The trick is figuring out which are truly our burdens vs. all those other things we find ourselves carrying. At times we carry the burden of impossible expectations – be it others’ or (more likely) our own. We expect perfection from ourselves, or imagine that’s what God expects from us – and the weight of that can be crushing (not to mention completely unnecessary.) Other times we’re carrying other’s responsibilities for them instead of with them – either because they’ve dropped them on us or because we’ve convinced ourselves that they’re somehow ours alone. Our identity can get wrapped up in carrying as much as possible, as if shouldering all that weight automatically makes us stronger, and therefore better people. It’s these kinds of burdens that Jesus is trying to free us from – so that we have the strength to carry what is actually ours.
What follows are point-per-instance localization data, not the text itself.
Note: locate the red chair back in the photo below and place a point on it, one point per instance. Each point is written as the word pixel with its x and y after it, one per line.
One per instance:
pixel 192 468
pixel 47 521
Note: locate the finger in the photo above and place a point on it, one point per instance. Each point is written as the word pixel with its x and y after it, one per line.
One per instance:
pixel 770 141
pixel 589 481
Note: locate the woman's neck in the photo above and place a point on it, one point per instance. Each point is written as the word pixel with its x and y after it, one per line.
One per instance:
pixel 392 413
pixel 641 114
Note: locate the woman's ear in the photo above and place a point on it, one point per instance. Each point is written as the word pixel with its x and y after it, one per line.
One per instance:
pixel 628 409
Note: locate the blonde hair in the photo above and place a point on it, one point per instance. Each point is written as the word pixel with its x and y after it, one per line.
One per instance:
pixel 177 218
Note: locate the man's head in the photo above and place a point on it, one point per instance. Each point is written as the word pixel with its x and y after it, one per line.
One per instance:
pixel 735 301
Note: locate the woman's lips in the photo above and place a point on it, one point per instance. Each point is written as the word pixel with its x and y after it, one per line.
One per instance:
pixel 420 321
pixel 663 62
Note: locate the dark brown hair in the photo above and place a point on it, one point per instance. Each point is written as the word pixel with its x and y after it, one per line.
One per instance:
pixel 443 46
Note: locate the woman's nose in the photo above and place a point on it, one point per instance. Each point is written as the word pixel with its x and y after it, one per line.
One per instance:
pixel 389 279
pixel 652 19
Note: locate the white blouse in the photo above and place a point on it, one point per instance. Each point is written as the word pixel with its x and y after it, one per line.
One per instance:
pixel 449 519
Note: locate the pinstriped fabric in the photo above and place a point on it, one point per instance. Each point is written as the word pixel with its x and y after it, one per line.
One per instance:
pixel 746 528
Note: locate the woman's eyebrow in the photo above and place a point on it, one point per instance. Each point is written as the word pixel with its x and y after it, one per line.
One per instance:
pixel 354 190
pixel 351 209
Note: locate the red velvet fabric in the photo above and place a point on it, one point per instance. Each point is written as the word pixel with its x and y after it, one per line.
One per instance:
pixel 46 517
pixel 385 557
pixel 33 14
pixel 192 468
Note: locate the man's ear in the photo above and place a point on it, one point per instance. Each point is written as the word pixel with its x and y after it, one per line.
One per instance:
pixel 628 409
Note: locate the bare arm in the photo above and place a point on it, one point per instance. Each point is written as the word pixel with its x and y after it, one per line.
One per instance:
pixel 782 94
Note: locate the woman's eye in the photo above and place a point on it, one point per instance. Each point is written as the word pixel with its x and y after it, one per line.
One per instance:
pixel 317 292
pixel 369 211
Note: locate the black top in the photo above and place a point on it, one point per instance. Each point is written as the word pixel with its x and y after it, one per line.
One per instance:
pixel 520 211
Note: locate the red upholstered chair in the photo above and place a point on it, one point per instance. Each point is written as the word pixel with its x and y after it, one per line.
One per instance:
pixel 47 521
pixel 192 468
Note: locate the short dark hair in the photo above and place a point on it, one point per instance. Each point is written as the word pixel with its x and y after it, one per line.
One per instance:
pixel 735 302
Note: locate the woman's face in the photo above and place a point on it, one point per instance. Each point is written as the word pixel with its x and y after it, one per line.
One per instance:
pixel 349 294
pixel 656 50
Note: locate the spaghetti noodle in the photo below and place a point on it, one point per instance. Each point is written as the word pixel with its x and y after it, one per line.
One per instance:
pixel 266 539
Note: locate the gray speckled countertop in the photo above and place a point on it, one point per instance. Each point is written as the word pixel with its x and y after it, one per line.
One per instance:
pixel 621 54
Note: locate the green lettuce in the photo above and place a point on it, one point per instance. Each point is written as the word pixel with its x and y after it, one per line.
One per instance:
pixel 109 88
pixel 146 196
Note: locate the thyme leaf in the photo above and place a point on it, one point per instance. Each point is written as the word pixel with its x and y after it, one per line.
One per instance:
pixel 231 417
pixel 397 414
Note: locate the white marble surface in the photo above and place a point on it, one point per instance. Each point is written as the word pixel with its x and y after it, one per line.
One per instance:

Here’s where the image of the yoke may at last prove helpful. When we’re yoked to another – tied so that we’re sharing common work, we’re not carrying our burdens alone anymore. The weight is shared and made bearable. We gain strength from pulling in the same direction and keeping pace with each other. We may not go faster (at least at first), but we’ll definitely go farther in the end. That’s what Jesus’ yoke offers. And rest assured, it’s not all about productivity for productivity’s sake, as if our worth could ever be measured that way. The promise that sustains us in the Christian life is not just the invitation to work, thanks be to God; it’s the promise of rest for our souls – time to lay our burdens down so that we can pick them up again, time for us to dream and open ourselves to whatever God has for us next, whether it’s to go - or to stay. Or as Jesus puts it, “Come to me, all you that are weary and are carrying heavy burdens, and I will give you rest.” Sounds like good news to me.
In the silence that follows, I invite you to consider who God has yoked you to in this season of your life. It could be your spouse or partner, but it doesn’t have to be. It could also be a co-worker, a friend, a family member, even this community here at St. Alban’s. It could, and probably should, be more than one person. No one person is meant to be Jesus for us. Who is Jesus trying to speak and act through in your life today? Who can you share your work with and find rest with? In the Name of the One who knows better than to let us go it alone – Amen.